BERLIN, Germany — One cold day in November 1973, Sabine Masing climbed into the trunk of a car with her father and sister along a lonely stretch of autobahn in communist East Germany.
Her mother had arranged the escape attempt while on a week-long travel permit to West Berlin, where she was now waiting anxiously.
“We were so tense,” Masing, then 13, recalls. “We couldn’t move for fear of making a bump or a sound. I was just waiting for that trunk to open and look up into the face of a guard and it would all be over.”
But the trunk stayed shut while the car passed through three checkpoints. When the driver — a professional people smuggler — opened it, they were in West Germany.
Masing was reunited with her mother. It was cause for celebration save for one thing: The family had four more children in the East. They had left behind three sons aged in their late teens and a 20-year-old daughter with children.
“We could only bring our youngest,” their mother, Ursula Schmidt, now 80, said. “It was very hard. Very hard.”
The following year, two of the sons tried to escape but, overconfident, they hosted a farewell party. A friend reported them, and when they tried to cross the border in the trunk of a car, the dreaded East German secret police, the Stasi, were waiting.
It was the beginning of a chain of events that would tear the family apart.
Of the many ways that the division of Germany continues to affect this country nearly 20 years after the fall of the Berlin Wall, few are as poignant as the breakdown of families such as the Schmidts.

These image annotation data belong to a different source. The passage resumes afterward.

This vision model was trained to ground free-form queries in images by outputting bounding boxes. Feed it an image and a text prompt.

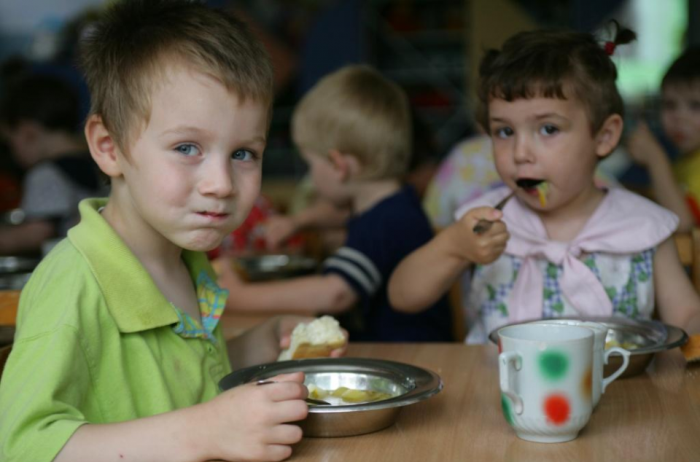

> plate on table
[489,316,688,378]
[219,358,443,437]
[234,254,318,282]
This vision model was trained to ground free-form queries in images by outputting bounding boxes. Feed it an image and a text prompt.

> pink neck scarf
[455,188,678,322]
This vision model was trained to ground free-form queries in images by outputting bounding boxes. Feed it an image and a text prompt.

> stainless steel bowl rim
[219,358,443,414]
[489,316,688,355]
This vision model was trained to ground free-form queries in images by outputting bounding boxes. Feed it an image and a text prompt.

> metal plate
[489,316,688,378]
[236,254,318,281]
[219,358,443,437]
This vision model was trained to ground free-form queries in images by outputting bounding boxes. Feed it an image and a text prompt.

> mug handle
[498,351,523,414]
[600,347,630,393]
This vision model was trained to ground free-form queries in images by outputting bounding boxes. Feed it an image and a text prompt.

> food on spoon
[277,316,345,361]
[308,384,391,404]
[515,178,549,207]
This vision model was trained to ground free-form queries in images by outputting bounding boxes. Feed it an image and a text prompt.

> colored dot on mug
[501,394,513,425]
[581,367,593,398]
[538,351,569,380]
[544,395,571,425]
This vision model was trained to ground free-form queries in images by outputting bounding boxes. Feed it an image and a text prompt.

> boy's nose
[199,161,234,197]
[513,136,533,163]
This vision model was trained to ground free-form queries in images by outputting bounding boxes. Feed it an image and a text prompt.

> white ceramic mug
[498,324,593,443]
[533,319,630,407]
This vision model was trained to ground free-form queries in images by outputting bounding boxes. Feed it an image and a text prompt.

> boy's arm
[627,123,695,231]
[654,238,700,334]
[54,373,308,462]
[389,207,509,313]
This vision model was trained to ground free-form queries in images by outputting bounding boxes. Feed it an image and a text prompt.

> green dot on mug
[501,393,513,425]
[538,351,569,380]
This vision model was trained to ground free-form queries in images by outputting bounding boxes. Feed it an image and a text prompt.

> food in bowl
[308,383,393,406]
[277,316,346,361]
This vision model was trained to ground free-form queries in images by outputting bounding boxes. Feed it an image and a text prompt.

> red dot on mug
[544,394,571,425]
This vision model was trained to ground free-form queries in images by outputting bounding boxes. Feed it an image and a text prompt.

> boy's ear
[328,149,360,181]
[85,114,122,177]
[596,114,624,158]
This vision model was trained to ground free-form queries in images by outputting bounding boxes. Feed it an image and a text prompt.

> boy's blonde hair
[292,66,412,180]
[80,0,273,153]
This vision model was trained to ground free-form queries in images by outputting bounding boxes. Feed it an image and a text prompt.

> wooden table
[290,344,700,462]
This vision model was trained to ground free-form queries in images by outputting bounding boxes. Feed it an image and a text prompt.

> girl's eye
[231,149,254,160]
[493,127,513,138]
[540,125,559,136]
[175,144,200,156]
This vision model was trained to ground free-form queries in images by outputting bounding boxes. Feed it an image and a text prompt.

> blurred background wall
[0,0,700,186]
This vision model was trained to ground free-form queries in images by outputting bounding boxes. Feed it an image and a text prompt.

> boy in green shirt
[0,0,341,462]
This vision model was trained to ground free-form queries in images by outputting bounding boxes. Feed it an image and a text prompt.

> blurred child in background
[221,66,451,341]
[0,74,105,254]
[627,47,700,231]
[389,25,700,343]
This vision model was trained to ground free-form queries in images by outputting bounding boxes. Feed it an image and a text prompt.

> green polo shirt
[0,199,231,462]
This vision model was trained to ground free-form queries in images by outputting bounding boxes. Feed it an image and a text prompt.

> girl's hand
[445,207,510,264]
[197,372,309,461]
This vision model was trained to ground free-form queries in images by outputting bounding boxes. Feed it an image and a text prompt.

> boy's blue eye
[175,144,199,156]
[231,149,253,160]
[494,127,513,138]
[540,125,559,135]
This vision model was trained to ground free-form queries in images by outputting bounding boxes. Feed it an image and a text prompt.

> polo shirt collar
[68,199,216,333]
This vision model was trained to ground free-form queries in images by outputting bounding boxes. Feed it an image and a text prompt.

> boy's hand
[204,372,309,461]
[444,207,510,264]
[627,122,666,168]
[265,215,297,250]
[277,316,349,358]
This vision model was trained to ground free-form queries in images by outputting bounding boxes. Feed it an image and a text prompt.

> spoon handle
[472,191,515,234]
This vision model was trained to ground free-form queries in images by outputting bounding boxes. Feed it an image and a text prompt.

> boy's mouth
[197,211,229,218]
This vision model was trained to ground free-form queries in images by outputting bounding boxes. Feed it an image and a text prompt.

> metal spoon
[472,191,515,234]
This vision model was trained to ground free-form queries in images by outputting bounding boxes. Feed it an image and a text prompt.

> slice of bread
[277,316,345,361]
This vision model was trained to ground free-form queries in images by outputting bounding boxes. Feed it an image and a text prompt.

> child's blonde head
[81,0,273,153]
[292,66,411,180]
[477,23,636,133]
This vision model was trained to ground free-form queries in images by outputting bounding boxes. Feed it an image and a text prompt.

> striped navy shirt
[323,187,452,342]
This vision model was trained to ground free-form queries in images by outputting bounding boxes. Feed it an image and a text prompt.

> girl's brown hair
[477,21,636,133]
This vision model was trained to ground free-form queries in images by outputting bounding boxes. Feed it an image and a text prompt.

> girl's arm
[627,123,695,231]
[654,237,700,334]
[389,207,509,313]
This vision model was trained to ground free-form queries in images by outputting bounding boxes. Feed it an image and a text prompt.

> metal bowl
[219,358,443,437]
[489,316,688,378]
[236,254,318,281]
[0,256,39,274]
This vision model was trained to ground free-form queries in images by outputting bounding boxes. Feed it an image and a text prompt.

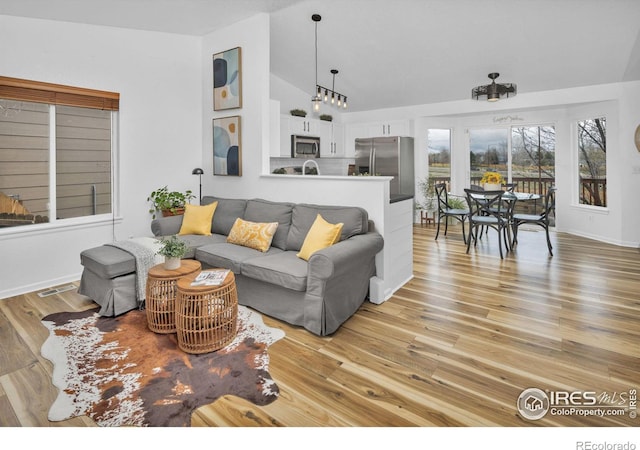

Many families were divided by the Wall — either by its construction or by escapes. In the 28 years the Wall stood, at least 100,000 people escaped to West Germany from the East.
But the communist regime divided people in other ways too. The Stasi were skillful at manipulating individuals, destroying trust and breaking down relationships, particularly among the 300,000 prisoners who served time in Stasi jails for political crimes.
For families such as the Schmidts, who suffered both separation and persecution, the impact was doubly profound.
“It was one of the state security’s ‘successes,’ producing broken souls and broken families,” said Karl-Heinz Bomberg, a psychoanalyst who was himself jailed in East Berlin as a dissident. “The family is the strongest bond a person has, but even this is often not strong enough to survive dislocation and the extreme force the state security applied. I know similar examples where families were destroyed this way. It’s what the state security excelled at.”
A recent symposium in Leipzig pondered the continuing damage to families caused by the communist era. Psychiatrist Markus Bassler, who hosted the symposium, said the regime created such a climate of paranoia that trust, the cornerstone of relationships, often became impossible.